Oprah and Bob eventually plan to expand the farm to 16 acres, in hopes of helping the island of Maui (which imports 90 percent of its food) become more agriculturally self-sufficient. It's a great idea that could offset CO2 and create jobs. They might consider creating a farmer-training program for Mauians that empowers them to grow a food supply in their own backyards.
Go Urban 6 of 7
We love Oprah's infectious enthusiasm for farming, and we're excited that she's excited. One last idea: We hope she'll extend her enthusiasm beyond Maui into the urban communities she's a part of in LA and her longtime home of Chicago. The urban farming movement is taking hold in every major American city, providing healthy, nutritious food to communities in need and creating jobs where they are needed most.

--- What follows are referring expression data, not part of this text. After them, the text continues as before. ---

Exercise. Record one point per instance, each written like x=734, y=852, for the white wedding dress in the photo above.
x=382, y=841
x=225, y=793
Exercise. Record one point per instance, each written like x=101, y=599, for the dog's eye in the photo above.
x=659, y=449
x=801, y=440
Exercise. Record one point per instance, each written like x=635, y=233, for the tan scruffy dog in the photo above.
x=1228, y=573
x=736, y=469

"(If We May Be So Bold…) Read This Book!" 7 of 7
One of the best lines in Oprah's story comes in the last paragraph: "I've come to see the process of growing things as a metaphor for living. In life, as on a farm or in a garden, we get out of it what we put into it."
We couldn't agree more. This statement is the very essence of Jeanne's forthcoming book, "From The Ground Up: A Food-Grower's Education in Life, Love, and the Movement That's Changing the Nation" (Random House: Spiegel & Grau), which will be released July 16. It tells the parallel stories of Jeanne's incredible life journey, and the rise of the sustainable food movement.